Paper ID:1660
Title:Distributed Variational Inference in Sparse Gaussian Process Regression and Latent Variable Models
Current Reviews

Submitted by Assigned_Reviewer_1

Q1: Comments to author(s). First provide a summary of the paper, and then address the following criteria: Quality, clarity, originality and significance. (For detailed reviewing guidelines, see http://nips.cc/PaperInformation/ReviewerInstructions)
The authors have come up with a novel way to distribute the optimisation of variational Bayesian sparse GPs (for regression and LVMs). By reformulating Titsias' (2009) variational lower bound, such that the training data become independent given the inducing points, training can be parallelised across nodes on a cluster or network, via a Map-Reduce implementation.

There is of course a bit of overhead, because of the optimisation of global parameters, which is negligible considering the overall speed-up and scaling, and the authors demonstrate that with a simple experiment.

It is nice that the reformulation of the variational lower bound unifies both cases (regression becomes a special case of the LVM when the inputs are fixed).

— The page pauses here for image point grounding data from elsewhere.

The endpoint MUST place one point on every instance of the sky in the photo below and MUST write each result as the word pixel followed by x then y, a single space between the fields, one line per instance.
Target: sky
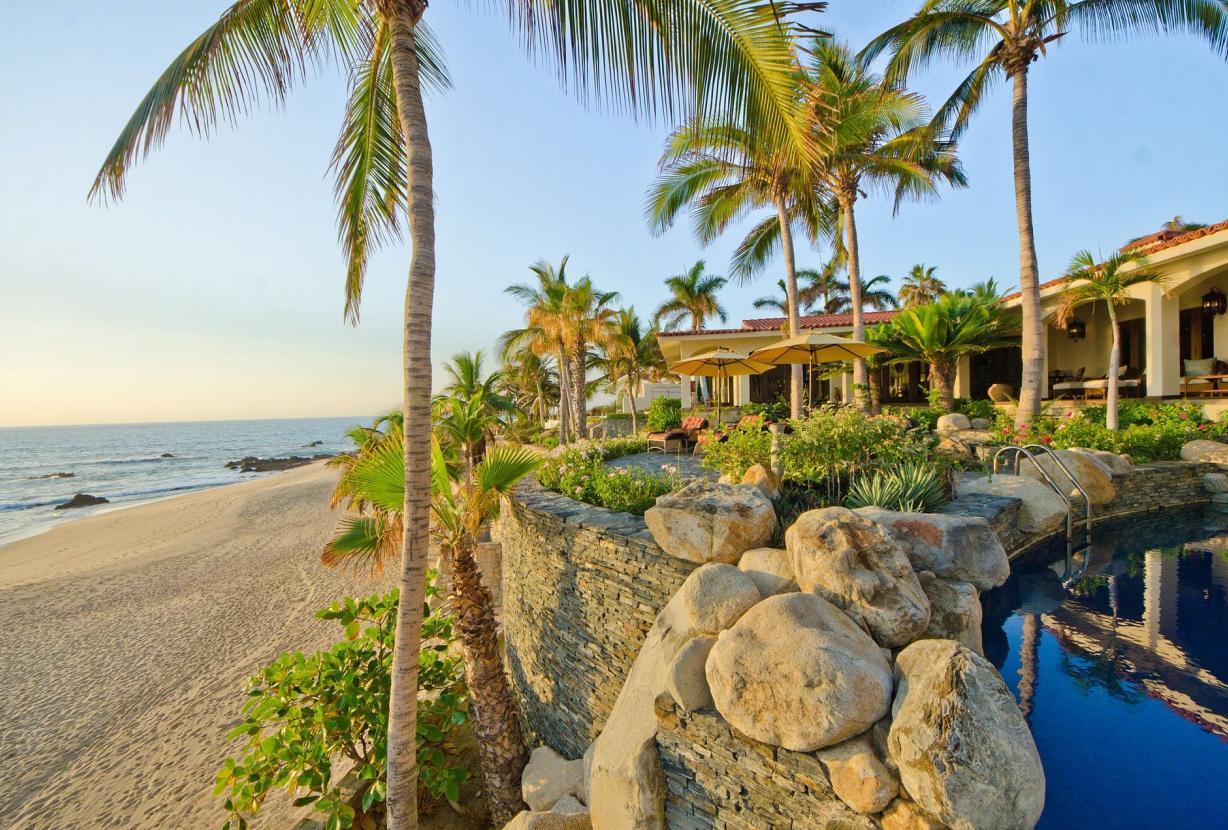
pixel 214 289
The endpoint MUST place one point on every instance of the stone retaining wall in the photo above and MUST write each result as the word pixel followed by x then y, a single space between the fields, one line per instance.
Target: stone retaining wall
pixel 582 586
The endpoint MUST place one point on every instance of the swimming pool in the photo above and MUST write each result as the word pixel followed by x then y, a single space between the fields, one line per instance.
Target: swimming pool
pixel 1124 674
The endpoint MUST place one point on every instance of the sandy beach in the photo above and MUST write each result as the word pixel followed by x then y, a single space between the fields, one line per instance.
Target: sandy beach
pixel 127 639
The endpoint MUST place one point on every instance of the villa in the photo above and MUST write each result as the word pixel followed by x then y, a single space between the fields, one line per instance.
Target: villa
pixel 1174 340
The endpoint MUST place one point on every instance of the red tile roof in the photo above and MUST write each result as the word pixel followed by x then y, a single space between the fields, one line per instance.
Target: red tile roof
pixel 775 323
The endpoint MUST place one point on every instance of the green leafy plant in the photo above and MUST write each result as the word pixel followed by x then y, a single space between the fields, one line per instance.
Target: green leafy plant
pixel 310 713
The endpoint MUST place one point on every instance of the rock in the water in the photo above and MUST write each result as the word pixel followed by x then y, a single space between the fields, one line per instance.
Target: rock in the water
pixel 711 522
pixel 796 672
pixel 764 479
pixel 770 570
pixel 953 422
pixel 857 776
pixel 685 678
pixel 856 564
pixel 954 610
pixel 82 500
pixel 1041 511
pixel 963 750
pixel 953 546
pixel 1205 451
pixel 548 777
pixel 1087 470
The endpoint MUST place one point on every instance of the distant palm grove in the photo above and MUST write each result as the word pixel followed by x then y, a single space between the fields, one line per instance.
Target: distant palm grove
pixel 771 120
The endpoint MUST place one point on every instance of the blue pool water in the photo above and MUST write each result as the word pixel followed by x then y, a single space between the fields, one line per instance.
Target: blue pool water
pixel 1124 677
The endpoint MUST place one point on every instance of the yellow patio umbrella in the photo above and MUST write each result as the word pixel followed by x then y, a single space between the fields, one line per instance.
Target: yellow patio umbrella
pixel 813 348
pixel 718 364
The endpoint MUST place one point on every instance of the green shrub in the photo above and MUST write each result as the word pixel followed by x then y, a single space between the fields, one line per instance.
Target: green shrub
pixel 664 414
pixel 306 712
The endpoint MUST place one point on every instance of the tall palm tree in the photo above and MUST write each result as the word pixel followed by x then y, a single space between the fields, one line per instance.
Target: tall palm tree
pixel 921 287
pixel 1005 37
pixel 1108 281
pixel 723 172
pixel 716 58
pixel 691 297
pixel 877 136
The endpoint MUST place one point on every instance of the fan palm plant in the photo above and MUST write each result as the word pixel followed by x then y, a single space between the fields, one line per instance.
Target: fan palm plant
pixel 1005 37
pixel 944 330
pixel 723 172
pixel 726 59
pixel 921 286
pixel 877 136
pixel 1108 281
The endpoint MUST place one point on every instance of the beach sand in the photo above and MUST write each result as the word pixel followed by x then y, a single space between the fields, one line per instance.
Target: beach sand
pixel 125 640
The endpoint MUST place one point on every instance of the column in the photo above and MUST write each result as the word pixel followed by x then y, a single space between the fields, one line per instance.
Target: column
pixel 1163 360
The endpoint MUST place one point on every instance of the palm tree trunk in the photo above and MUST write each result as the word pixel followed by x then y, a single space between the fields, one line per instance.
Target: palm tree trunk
pixel 1110 404
pixel 795 323
pixel 858 324
pixel 419 297
pixel 495 723
pixel 1029 284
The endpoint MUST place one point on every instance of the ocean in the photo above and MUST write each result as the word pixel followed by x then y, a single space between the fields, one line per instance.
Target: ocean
pixel 124 463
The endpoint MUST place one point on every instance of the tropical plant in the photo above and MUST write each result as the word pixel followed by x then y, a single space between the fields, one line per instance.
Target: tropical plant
pixel 921 286
pixel 1088 280
pixel 307 713
pixel 723 172
pixel 943 332
pixel 691 296
pixel 1005 37
pixel 876 136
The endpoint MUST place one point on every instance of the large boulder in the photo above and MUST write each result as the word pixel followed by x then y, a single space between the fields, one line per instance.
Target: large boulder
pixel 796 672
pixel 1205 451
pixel 711 522
pixel 1087 470
pixel 770 570
pixel 1043 510
pixel 963 750
pixel 954 610
pixel 857 775
pixel 854 562
pixel 953 546
pixel 548 777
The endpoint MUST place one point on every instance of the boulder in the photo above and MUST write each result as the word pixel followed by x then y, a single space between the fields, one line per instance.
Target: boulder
pixel 764 479
pixel 796 672
pixel 685 679
pixel 82 500
pixel 711 522
pixel 770 570
pixel 854 562
pixel 952 422
pixel 953 546
pixel 1205 451
pixel 1041 511
pixel 1087 470
pixel 857 776
pixel 963 750
pixel 954 610
pixel 548 777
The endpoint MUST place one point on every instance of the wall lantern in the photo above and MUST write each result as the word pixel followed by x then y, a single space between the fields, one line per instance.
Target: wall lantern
pixel 1215 302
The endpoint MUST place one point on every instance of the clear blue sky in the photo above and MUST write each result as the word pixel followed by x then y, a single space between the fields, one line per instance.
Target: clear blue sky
pixel 214 290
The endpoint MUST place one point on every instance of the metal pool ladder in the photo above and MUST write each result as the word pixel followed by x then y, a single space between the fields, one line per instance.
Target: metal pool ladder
pixel 1029 452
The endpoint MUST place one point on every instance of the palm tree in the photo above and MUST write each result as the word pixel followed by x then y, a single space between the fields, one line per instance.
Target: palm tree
pixel 723 172
pixel 921 286
pixel 691 295
pixel 943 332
pixel 1088 280
pixel 716 58
pixel 877 135
pixel 1006 37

The paper convincingly demonstrates the benefits of the scheme in terms of balanced computational loads across nodes, and scaling up to millions of training datapoints (a number which they claim have never been attempted in the GP literature).
I do not necessarily see a big improvement in terms of prediction accuracy, but this is because it is not clear what the units of the RMSE are. I suspect they are 'minutes of flight delay', in which case I can appreciate that a marginal improvement of a few minutes does matter to airlines.
Lastly, the authors focus of scalable GPLVMs, by showing significant improvement in the classification accuracy of MNIST data (3%).

Quality and clarity are good. I believe the work is significant to the GP and data mining community.

Other comments:

line 78: 'the optimal form'. Be more precise.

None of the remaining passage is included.